Irgendwann bekommt jede weiße Weste einmal ihre ersten Flecken. Das liegt einfach am Gesetz der Serie. Denn Polen ist gewiss kein Gegner, der im Vorbeigehen geschlagen wird. Und dass Deutschlands Fußballnationalmannschaft in 18 Duellen mit dem Nachbarn überhaupt noch nie verloren hatte, ist schon aller Ehren wert. Schließlich besaß Polen in den 70er Jahren eine richtig starke Truppe. Die polnische Mannschaft anno 2014 war es allerdings vorbehalten, sich in die Fußball-Geschichtsbücher einzutragen. Ihr gelang der erste Sieg überhaupt gegen eine deutsche Auswahl.
Warschau. Jetzt hat es auch die deutsche Nationalmannschaft erwischt. Am zweiten Spieltag der Gruppe D in der EM-Qualifikation verlor das DFB-Team mit 0:2 (0:0) sein Match in Polen. Unverdient – meinten hinterher viele Experten und begründeten dies mit der unzureichenden Chancenverwertung. Die war in der Tat nicht prickelnd. Verdient – meinen wir. Denn Deutschland schaffte es eben auch nicht, die taktisch glänzend eingestellten Polen zu überwinden und aus dem zwischenzeitlichen Druck noch mehr Hochkaräter zu kreieren, den Treffer quasi zu erzwingen. Da fehlte etwas. Die absolute Gier. Die Panik wiederum in Bezug auf die zu große Belastung ist indes überflüssig wie ein Kropf. Es ist wie es ist. In anderen Sportarten wird angesichts dieser Debatte bereits wieder ungläubig mit dem Kopf geschüttelt. Denn vor dem Verletzungspech wurde doch auch immer betont, über welch einen exzellenten Kader – auch in der Breite – Joachim Löw verfügen würde.

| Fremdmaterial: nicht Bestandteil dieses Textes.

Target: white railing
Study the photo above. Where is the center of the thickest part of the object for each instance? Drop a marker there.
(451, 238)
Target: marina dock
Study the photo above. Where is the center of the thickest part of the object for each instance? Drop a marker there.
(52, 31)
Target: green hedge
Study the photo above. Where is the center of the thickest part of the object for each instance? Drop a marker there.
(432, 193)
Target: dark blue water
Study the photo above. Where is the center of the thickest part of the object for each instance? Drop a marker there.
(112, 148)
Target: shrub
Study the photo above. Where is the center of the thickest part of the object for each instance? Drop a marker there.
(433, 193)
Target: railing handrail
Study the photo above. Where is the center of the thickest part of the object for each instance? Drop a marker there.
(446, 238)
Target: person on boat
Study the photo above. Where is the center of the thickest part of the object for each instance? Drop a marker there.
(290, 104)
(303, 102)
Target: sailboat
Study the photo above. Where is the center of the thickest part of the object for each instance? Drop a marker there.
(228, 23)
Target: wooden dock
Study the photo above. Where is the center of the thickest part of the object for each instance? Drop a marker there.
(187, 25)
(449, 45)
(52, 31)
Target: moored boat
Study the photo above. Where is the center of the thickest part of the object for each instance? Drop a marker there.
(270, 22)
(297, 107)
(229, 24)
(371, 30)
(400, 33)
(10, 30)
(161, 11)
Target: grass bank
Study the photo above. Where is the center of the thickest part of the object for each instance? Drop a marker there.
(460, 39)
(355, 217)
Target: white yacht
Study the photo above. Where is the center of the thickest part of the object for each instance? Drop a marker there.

Beste Möglichkeiten durch Leverkusens Bellarabi
Diese These hatte auch im Nationalstadion in Warschau ihre Berechtigung, wo etwas überraschend Neuling Karim Bellarabi von Bayer Leverkusen den Vorzug vor Lukas Podolski in der Startelf behalten hatte. Und der Debütant machte seine Aufgabe so gut, dass er von den RTL-Zuschauern hinterher gar als bester deutscher Kicker gekürt wurde. Verdientermaßen. Das einzige, was sich auch Bellarabi hinterher vorzuwerfen hatte: Mangels Erfahrung verdattelte er einige Male gute Chancen aus aussichtsreicher Position.
Beide Teams starteten mit dem nötigen Respekt vor ihrem Gegner. Deutschland legte diesen schneller ab. Thomas Müller und Mats Hummels mit einem Kopfball besaßen die ersten Möglichkeiten in der ersten Viertelstunde. Dann kam Karim Bellarabi: Götze hatte geflankt, der Leverkusener setzte das Leder nur knapp neben das polnische Gehäuse – und hatte bis zur Pause noch zwei Mal eine gute Möglichkeit, das 1:0 zu erzielen.
Polen kontert eiskalt, Podolski trifft die Latte
Im zweiten Abschnitt erwischten die gut eingestellten Polen das deutsche Team eiskalt. Einen schnellen Konter schloss der Dortmunder Lukasz Piszczek mit einer Flanke ab, die allerdings auch von Manuel Neuer unterschätzt wurde. Arkadiusz Milik war es egal – er köpfte zur Führung nach 51 Minuten ein. Das wollte sich Deutschland so nicht bieten lassen. Wieder war es Bellarabi, der in der 68. Minute hätte das 1:1 machen müssen, es frei vor dem polnischen Tor aber nicht tat. Löw reagierte (zu spät), brachte mit Lukas Podolski für einen schwachen Andre Schürrle frischen Wind ins Spiel.
Podolski war es dann auch, der mit einem tollen Schuss in der 80. Minute nur den Querbalken traf. Das hätte der verdiente Ausgleich sein können. Und weil Deutschland offenbar nicht wollte, besorgte den zweiten Treffer des Abends eben Polen. Robert Lewandowski legte für den eingewechselten Mila in der 88. Minute mustergültig auf. Der verwertete diese Chance zur 2:0-Entscheidung. Das deutsche Team war geschlagen – zum ersten Mal in einem Qualifikationspiel seit sieben Jahren, zum ersten Mal überhaupt gegen Polen.